With all this juggling, I also started a new job at about this same time last year. It was doing the work I was already doing, copyediting, but I was doing it freelance and now I’m an employee for the primary company I freelanced for. But it has been an incredibly stressful year. It seems like they have given me all the impossible jobs and impossible deadlines, and even though I work at home I feel terribly overworked and overwhelmed. I was reading recently that I have a right to discuss the effect this stress has on my blood sugars (I’m sure it hasn’t helped and am starting to think it may be the primary problem, just coincidental with the med changes) with my supervisor. She’s a sweet young woman (about the age of my own children, mid-30s I’d guess), and probably doesn’t have a clue about diabetes. My annual review is coming up and I need to talk to her, because every copyedit job I get, it seems like, at first seems like it will be reasonable and then various complications come up and before I’m done neither the job nor the deadline are reasonable in any way. I think the company is taking on some really questionable deadlines and extremely messy manuscripts for new publishers, so they don’t expect this kind of craziness yet with each and every job, but I really can’t deal with this. I used to think I could keep freelancing forever, but now I daydream constantly about retiring (I’m 61). I can’t really quit and go back to freelancing because I let my other primary client go when it became apparent last summer that no way could I do his jobs while working fulltime on these maniacal copyedits, and I don’t think he’ll want me back. And we depend on the money for our budget. So…

Anyway…stress is a major blood sugar issue for me. I first went over the hill to diabetic when I was in a mega-stressful year of my life, in 2000, and I know stress is murder on my blood sugar. It is in the family and I knew it was coming but I had been staving it off by essentially following my mother’s diabetic diet and exercise, but that year of mega-stress did me in.

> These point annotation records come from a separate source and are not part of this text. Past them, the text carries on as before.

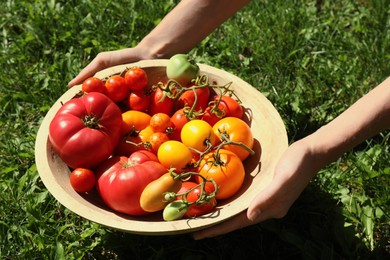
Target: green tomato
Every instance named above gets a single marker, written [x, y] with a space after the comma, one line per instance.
[175, 210]
[182, 69]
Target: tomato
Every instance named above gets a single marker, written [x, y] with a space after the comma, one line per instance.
[155, 140]
[93, 84]
[227, 170]
[116, 88]
[182, 69]
[196, 209]
[212, 114]
[85, 131]
[129, 144]
[161, 122]
[196, 134]
[232, 106]
[134, 120]
[145, 133]
[178, 119]
[138, 100]
[82, 180]
[136, 79]
[152, 197]
[175, 210]
[174, 154]
[121, 180]
[199, 95]
[238, 131]
[160, 103]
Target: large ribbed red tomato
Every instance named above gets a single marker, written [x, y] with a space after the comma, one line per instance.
[85, 130]
[121, 180]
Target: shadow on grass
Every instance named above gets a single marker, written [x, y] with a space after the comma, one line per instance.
[314, 228]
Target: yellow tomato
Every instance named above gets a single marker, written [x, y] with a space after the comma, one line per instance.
[174, 154]
[196, 133]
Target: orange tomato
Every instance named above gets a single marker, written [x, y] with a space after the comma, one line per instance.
[174, 154]
[160, 122]
[238, 131]
[134, 120]
[228, 173]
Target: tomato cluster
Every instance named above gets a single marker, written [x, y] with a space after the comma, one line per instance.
[176, 146]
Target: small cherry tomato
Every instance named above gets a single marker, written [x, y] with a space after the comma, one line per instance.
[129, 144]
[213, 114]
[93, 84]
[82, 180]
[232, 106]
[198, 134]
[134, 120]
[160, 103]
[136, 79]
[226, 169]
[161, 122]
[138, 100]
[116, 88]
[235, 130]
[145, 133]
[199, 95]
[196, 210]
[155, 141]
[174, 154]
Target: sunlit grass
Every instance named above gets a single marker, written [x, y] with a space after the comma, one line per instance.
[312, 59]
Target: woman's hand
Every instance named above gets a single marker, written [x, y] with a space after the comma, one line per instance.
[180, 30]
[367, 117]
[107, 59]
[294, 171]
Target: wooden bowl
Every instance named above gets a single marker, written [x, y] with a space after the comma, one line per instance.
[270, 142]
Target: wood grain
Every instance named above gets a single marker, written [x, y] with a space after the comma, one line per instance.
[270, 142]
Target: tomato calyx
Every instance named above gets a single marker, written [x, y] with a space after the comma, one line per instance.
[226, 141]
[204, 196]
[91, 121]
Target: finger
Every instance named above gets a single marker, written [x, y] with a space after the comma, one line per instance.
[237, 222]
[104, 60]
[96, 65]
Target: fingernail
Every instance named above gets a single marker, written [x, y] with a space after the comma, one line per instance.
[254, 214]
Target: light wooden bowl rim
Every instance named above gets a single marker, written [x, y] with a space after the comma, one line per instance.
[268, 129]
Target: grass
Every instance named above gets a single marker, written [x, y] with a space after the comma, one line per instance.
[312, 59]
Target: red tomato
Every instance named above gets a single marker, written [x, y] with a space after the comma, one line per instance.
[178, 119]
[160, 122]
[196, 210]
[136, 79]
[155, 141]
[93, 85]
[232, 107]
[85, 131]
[161, 104]
[121, 180]
[138, 100]
[82, 180]
[189, 97]
[212, 115]
[134, 120]
[116, 88]
[228, 172]
[128, 145]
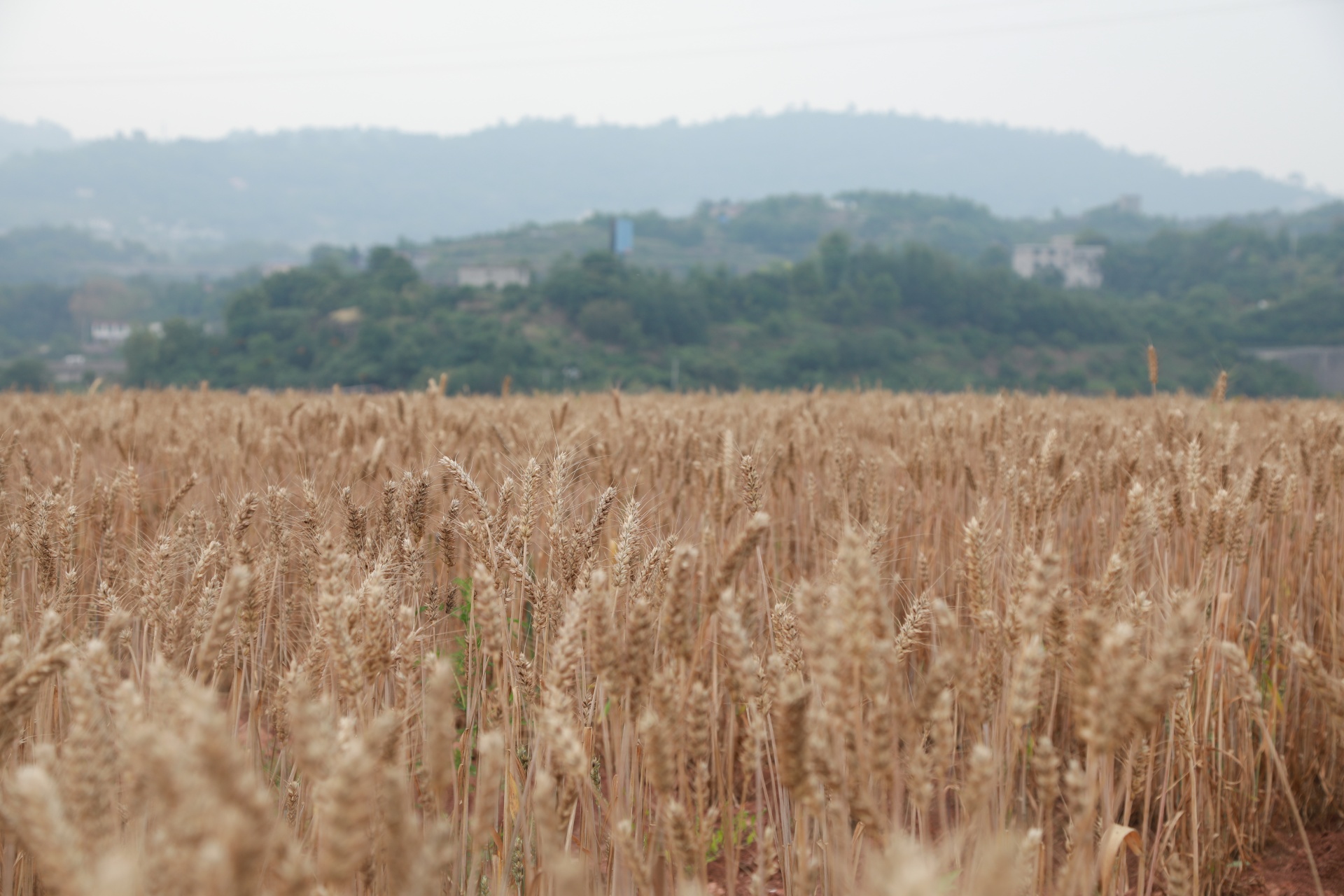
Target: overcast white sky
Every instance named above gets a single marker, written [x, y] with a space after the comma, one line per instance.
[1205, 83]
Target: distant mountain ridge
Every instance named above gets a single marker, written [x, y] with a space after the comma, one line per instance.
[375, 186]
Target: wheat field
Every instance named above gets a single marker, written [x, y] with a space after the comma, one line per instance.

I sooooo wish that they knew, just a few years ago, when I was dealing with it, about pre-diabetic insulin resistance and the effect that has on weight, and also about cortisol, stress, and sleep problems, and the effect that has on weight (and in both cases that damn pre-diabetic belly fat that is soooooooo attractive and healthful (NOT)). If someone had thought to start me on metformin say, 10-20 years ago, I might not be in this position (weight and diabetes) now.

Also I struggled with depression this past year, based on a number of issues, including job stress and health but also some other things I’m working on dealing with. I answered a questionnaire at the doctor’s last time about diabetes and depression and one of the questions was about whether I felt it would be better if I were dead, and my response was just the opposite: I am AFRAID I am going to die before I am ready. I want to live a good long life and it makes me angry and sad and upset that I might not.

Ok, guess I’ve finally spewed it all out for now. I would welcome comments if anyone has a way to find and an interest in reading. I don’t really know how to get the word out that I’ve started a blog.

Hi Ellie

I figured the topic was too far off diabetes for the main thread, so figured I’d write to you this way. Thanks for your response! I’m getting a bit concerned about this continuing pain. I’ve got a call in to a good friend who is an RN and will ask her about gall bladder; this is definitely different and more frequent than the GERD I was used to (which is why I wondered about its relationship to diabetes, but I know diabetes isn’t to blame for everything!

I did think gall bladder or gallstones was always severe pain though you are describing it as a dull ache. Dumb question: where is the gall bladder? Isn’t it fairly low near the abdomen? That’s what the pics I looked at suggested. This pain is right in the center behind my breastbone which is more esophygus I believ.

I just read your comments on retiring. I am 60 and have been retired two years! But the only way I could afford to do it was move to a Third World Country (Guatemala). I do love it here though and boards like this are good to fill in gaps in medical care!